Fast-moving elephants run like Groucho

Speedy Asian elephants may not look like they are running, but they can, researchers say.

The massive mammals can reach speeds of up to 25 kilometres per hour, but their four feet never leave the ground at the same time the hallmark of running.

"We do find evidence that elephants run in a sense," said John Hutchinson of Stanford University's department of mechanical engineering.

"They don't leave the ground, which is the classical definition, but they do seem to bounce, which is the biomechanical definition," he added in a statement.

Researchers had thought elephants were capable of walking, ambling or trotting, but not running.

To study the motion, Hutchinson and his colleagues videotaped 42 healthy adult elephants racing along a 30-metre track in Thailand. The study appears in Thursday's issue of the journal Nature.

Over 188 trials, the elephants generally maintained an even speed over the track. Thirty-two animals reached top speeds of over four metres per second. Of these, 20 went faster than five metres per second and three reached speeds of up to 6.8 metres per second or 25 kilometres per hour.

Biomechanics called the elephants' stiff-limbed gait "Groucho running" after the bent walking style of the cigar-smoking, mustachioed comedian Groucho Marx.

When the elephants speed up, their limbs contract and bounce back like a spring.
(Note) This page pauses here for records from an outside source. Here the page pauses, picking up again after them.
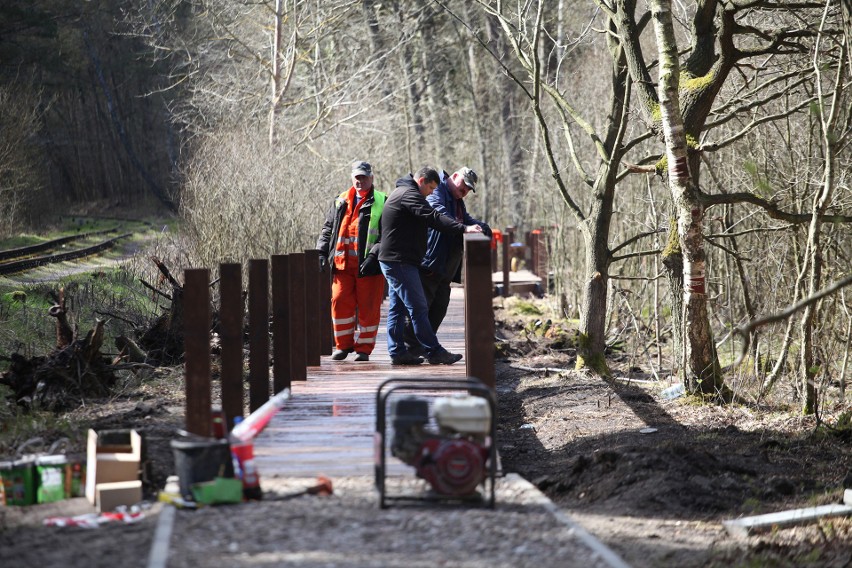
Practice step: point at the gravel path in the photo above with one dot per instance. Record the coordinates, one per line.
(349, 529)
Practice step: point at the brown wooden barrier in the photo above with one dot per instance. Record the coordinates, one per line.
(508, 235)
(298, 356)
(231, 315)
(196, 334)
(478, 311)
(326, 328)
(258, 333)
(280, 322)
(313, 333)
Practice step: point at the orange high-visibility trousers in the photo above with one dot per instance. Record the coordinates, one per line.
(356, 299)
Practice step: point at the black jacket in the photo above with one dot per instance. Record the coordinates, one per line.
(327, 241)
(405, 218)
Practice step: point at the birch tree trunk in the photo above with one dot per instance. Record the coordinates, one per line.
(701, 372)
(831, 142)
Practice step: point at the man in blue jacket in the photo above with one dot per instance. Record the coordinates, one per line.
(405, 218)
(442, 262)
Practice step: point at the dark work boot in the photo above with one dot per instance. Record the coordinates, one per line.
(443, 357)
(406, 359)
(340, 354)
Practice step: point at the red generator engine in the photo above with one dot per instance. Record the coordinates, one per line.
(452, 457)
(445, 429)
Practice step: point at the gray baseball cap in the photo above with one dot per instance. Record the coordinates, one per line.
(470, 178)
(362, 169)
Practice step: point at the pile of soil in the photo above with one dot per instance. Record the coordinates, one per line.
(654, 478)
(651, 478)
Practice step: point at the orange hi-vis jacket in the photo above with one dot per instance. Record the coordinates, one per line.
(354, 298)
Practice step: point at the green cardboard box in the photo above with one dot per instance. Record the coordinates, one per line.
(18, 481)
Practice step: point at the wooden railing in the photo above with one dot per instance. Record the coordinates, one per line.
(301, 327)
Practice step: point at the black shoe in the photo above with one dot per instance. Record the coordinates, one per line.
(417, 350)
(444, 357)
(340, 354)
(406, 359)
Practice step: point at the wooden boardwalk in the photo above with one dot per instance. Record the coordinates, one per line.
(328, 425)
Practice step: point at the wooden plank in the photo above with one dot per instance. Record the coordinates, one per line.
(749, 525)
(507, 242)
(324, 323)
(328, 425)
(280, 322)
(298, 343)
(313, 332)
(231, 312)
(478, 311)
(196, 337)
(258, 332)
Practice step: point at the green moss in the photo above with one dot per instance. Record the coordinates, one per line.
(595, 363)
(690, 83)
(672, 247)
(527, 309)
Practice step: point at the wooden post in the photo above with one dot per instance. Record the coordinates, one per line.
(324, 321)
(313, 333)
(196, 337)
(534, 257)
(478, 311)
(231, 312)
(258, 332)
(298, 345)
(280, 322)
(507, 261)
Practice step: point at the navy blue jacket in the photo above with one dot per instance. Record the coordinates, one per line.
(405, 219)
(444, 251)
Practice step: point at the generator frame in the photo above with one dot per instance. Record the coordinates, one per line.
(433, 387)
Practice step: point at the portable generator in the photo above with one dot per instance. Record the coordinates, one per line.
(449, 439)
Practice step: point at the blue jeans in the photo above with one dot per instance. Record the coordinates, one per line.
(406, 298)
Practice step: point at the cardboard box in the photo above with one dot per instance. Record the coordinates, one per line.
(50, 478)
(111, 456)
(18, 480)
(112, 495)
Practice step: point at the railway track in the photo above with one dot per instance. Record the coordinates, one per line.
(34, 256)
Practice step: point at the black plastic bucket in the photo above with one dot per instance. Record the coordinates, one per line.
(200, 459)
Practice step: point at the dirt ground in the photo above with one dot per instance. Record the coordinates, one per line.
(654, 478)
(651, 478)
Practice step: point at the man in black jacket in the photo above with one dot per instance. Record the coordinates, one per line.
(405, 219)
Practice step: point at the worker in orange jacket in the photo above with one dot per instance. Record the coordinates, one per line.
(349, 243)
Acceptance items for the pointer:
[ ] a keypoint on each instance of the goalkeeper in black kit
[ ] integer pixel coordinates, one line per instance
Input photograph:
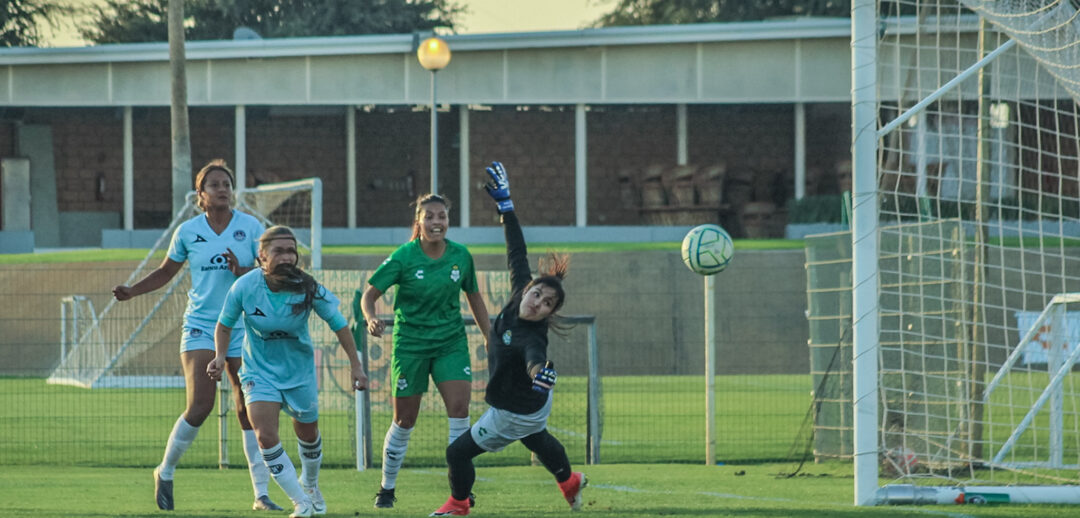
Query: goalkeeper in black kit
(522, 377)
Other animals, including running birds like chickens and emus, also have limbs that stretch without forcing all feet off the ground at once.

The researchers hope their findings will provide insights into how large animals and obese people overcome physical factors that limit their movement.

To confirm if the motion measurements fit the biomechanical definition for running, the researchers are building a prototype platform to measure the force an elephant exerts on the ground at different speeds.